All of this & more demonstrates that overall you cannot credit powder loads until cases are fully fire-formed and taken to stable.
So stop going to max loads and complete the basic task of fire-forming, in a rational way, that does not expend a lot of efforts and mangle your cases before they're even useful.
You've likely opened primer pockets a bit already, and have no progress with the brass. Just problems.
 
Taking advice from here I fire formed 30 cases today. Good reason to burn up powder and bullets you don't use. Shoulders moved .015 bringing them very close to bumping length. I'll clean and resize, back down to 74G and start again.
One last question on this. The two pieces of brass that showed pressure signs I had trouble with even after full resizing. They slid in OK bolt opened and close was smooth. But sliding the bolt back was sticky on one and worse on the 77G shell. After cleaning with stainless media all returned to normal. What gets fubared when you can't slide the bolt back ?
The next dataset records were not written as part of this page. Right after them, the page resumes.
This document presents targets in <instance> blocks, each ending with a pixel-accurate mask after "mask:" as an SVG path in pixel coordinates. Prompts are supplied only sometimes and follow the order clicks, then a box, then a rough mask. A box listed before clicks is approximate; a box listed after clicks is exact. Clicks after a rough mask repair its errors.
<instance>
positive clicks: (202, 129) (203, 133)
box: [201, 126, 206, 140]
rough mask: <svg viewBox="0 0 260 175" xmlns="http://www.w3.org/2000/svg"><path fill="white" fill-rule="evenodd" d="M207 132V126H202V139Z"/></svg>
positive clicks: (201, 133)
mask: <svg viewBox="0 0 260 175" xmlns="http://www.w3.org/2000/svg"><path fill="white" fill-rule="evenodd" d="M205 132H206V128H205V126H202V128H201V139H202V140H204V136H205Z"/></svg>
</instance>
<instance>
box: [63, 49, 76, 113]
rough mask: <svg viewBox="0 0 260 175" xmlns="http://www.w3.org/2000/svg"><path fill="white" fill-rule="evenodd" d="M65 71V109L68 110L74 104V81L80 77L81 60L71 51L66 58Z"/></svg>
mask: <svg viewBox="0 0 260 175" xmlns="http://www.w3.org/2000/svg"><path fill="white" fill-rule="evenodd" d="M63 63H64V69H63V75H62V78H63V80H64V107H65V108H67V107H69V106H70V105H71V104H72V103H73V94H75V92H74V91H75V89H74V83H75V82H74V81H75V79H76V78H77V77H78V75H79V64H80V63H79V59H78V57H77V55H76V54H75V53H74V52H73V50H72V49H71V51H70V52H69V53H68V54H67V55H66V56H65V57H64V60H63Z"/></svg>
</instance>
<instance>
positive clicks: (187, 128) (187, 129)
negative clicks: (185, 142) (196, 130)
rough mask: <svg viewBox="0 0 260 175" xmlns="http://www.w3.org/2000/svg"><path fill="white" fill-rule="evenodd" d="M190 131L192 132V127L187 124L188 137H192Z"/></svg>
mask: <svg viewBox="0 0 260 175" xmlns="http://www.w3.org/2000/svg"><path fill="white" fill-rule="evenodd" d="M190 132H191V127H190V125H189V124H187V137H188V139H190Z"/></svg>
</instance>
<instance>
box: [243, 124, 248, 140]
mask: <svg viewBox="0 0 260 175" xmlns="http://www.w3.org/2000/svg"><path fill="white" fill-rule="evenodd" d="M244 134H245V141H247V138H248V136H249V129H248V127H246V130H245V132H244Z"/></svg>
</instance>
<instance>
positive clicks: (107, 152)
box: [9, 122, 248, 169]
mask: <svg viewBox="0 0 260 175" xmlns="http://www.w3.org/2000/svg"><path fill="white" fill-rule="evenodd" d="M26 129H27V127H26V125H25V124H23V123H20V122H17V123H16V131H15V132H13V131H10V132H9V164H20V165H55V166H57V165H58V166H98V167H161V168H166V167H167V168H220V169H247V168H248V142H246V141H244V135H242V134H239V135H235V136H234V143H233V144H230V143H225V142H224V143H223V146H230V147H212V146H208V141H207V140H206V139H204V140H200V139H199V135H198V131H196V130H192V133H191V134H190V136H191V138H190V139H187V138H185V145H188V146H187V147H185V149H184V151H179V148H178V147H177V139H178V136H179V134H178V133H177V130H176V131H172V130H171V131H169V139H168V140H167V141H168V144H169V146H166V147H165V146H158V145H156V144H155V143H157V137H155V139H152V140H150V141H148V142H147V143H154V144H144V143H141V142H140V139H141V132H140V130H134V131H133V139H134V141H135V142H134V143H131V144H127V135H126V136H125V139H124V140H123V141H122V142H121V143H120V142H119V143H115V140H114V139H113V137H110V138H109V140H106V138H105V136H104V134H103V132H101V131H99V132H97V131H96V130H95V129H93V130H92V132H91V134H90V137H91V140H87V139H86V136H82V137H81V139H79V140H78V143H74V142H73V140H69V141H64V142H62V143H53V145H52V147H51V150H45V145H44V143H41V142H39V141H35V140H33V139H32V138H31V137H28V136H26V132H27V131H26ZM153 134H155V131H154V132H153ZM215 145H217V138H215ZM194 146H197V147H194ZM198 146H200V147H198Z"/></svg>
Your sizing die doesn't size all the way down to the belt. It's possible pressure got high enough that it swelled the web area enough it didn't spring all the way back down after firing. Measure that area just above the belt on those cases and I'd bet they're larger than the rest of them, causing them to still be sticky in your chamber. If primer pockets are still ok I believe they make a collet die to address that issue but probably not worth it for two cases.
 
The Forster bushing bump die actually doesn't size the body of the case at all, it just sets the shoulder. You need to add a redding body die to actually resize the case if you're going to be running high octane loads. Set it up so it just kisses but doesn't move the shoulder, and run it before you use the forster die to set neck tension.